My favorite pavilion at HemisFair was the Czech Pavilion, which presented “Kino-Automat”, billed as the world’s first interactive movie. Each of the seats in the theater had a pushbutton panel on the armrest with one red and one green button. Five times during the show, at critical junctures in the plot, a live performer appeared onstage and asked the audience to vote on two possible paths for the storyline to take. Once the results were tabulated, the movie moved off in the crowd’s chosen direction.
Kino-Automat’s creator, cinematographer Raduz Cincera, reasoned that, just as children like to make Tinkerbell live by applauding in a performance of Peter Pan, adult audiences would enjoy participating in the outcome of a movie. He was right. Interestingly, audiences always voted for the most adventurous outcomes, not the most prudent or moral. It was a fascinating experiment in group fantasy.

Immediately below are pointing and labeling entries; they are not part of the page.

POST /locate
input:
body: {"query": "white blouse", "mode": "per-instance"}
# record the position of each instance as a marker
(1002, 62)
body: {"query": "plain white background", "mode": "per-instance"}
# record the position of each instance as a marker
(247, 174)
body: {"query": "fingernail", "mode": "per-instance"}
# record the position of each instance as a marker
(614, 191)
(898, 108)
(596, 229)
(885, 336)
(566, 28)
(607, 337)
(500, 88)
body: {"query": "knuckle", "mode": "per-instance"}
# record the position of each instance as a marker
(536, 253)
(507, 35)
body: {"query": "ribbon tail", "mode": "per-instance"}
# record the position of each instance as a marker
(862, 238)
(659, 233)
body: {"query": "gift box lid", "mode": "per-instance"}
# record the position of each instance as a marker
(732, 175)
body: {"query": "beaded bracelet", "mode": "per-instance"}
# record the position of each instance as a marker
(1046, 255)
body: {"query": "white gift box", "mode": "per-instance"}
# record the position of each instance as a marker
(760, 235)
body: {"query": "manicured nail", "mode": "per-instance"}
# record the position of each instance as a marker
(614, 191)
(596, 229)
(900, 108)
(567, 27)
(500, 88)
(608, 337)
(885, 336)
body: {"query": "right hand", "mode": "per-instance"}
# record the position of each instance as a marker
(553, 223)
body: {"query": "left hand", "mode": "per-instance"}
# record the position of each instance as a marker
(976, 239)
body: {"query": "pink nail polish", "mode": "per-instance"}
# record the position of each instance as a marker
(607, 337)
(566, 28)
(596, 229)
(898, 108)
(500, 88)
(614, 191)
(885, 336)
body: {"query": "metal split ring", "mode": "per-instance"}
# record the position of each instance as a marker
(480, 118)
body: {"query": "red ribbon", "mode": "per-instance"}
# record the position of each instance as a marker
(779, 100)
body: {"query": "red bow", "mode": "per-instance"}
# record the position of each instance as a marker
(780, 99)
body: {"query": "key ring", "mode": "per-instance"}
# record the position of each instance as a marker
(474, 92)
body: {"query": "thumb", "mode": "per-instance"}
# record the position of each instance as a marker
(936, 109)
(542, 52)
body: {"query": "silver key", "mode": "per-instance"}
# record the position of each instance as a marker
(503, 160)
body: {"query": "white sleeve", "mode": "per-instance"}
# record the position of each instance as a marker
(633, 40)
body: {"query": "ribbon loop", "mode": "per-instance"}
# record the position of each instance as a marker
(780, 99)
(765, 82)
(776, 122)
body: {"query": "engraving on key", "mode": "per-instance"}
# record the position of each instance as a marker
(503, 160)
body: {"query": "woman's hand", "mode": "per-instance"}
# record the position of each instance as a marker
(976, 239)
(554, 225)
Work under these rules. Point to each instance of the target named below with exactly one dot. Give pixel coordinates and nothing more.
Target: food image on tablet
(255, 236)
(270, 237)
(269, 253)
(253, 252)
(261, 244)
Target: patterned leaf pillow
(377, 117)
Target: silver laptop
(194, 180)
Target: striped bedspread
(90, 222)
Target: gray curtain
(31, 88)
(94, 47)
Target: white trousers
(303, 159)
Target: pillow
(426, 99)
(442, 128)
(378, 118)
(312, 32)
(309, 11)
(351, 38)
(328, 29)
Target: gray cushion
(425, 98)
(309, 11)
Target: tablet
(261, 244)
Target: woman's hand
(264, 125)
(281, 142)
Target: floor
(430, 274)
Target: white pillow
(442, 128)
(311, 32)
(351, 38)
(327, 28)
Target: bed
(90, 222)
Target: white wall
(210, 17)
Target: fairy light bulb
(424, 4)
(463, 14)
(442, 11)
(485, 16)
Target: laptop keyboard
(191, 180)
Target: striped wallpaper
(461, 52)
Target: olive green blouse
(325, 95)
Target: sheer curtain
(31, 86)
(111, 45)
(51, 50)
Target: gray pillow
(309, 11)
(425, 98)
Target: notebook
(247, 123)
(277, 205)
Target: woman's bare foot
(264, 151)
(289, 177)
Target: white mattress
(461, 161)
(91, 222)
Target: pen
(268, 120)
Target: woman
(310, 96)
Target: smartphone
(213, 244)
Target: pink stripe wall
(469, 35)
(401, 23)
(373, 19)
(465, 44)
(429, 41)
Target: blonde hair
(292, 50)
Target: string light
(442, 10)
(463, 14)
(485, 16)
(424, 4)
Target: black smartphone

My second favorite HemisFair pavilion was hosted by a phone company, which was probably called Southwestern Bell (now known as AT&T). This pavilion was filled with the wonder of all wonders video phones. You could step into one booth and place a video phone call to others in your party in another booth. It was grainy, it was black and white, but it was amazing. And it was coming. To every home. Sometime in the future.
So here we are, forty years later. Forty years. What happened to the videophone? Was it “electric-car-ed”, the victim of a huge corporate conspiracy? Do people really not want other people to see what they look like, to look them in the eye as they communicate?
In David Foster Wallace’s near-future novel Infinite Jest, the videophone is killed by its users’ vanity. It’s not hard to picture it. Once people start using the videophone, software is developed and used by everyone to make them appear to be dressed in a business suit while they’re actually wearing a bathrobe. Bags under eyes disappear under the software airbrush. Upgrades make people appear younger, more beautiful, attentive, while they’re really sitting on their couch, unshaven, watching TV. Eventually, everyone on the planet uses the software, and, soon after, everyone stops using videophones altogether, because the video signal carries no truth.
So, wither the videophone? It’s alive and well on today’s personal computers. On a Mac it’s called iChat. This Christmas we gathered our family around my MacBook Pro, fired up a videochat with my brother’s family gathered around his Mac, and exchanged greetings, smiles, and hugs. Well, virtual hugs.
A couple of weeks ago I was in Panama while performing my “real job”. It was eighty degrees outside the balcony of my hotel room on Panama City harbor (I know, it’s a tough job, but somebody’s gotta do it). Since the hotel room included a high-speed internet connection, and I didn’t have my iPhone set up for (expensive) international calling, I instead fired up iChat and used it to send an SMS text message to the fetching Mrs. Z’s iPhone, asking her to open iChat on our home computer. She responded, and we video chatted, for free. I was even able to take my trusty MacBook Pro onto the balcony and give her a panoramic view of the harbor.Before we signed off, I looked behind my wife to see the heavy snow falling outside the windows of our home office. I then donned my suit and headed for the pool. Life is good, ain’t it?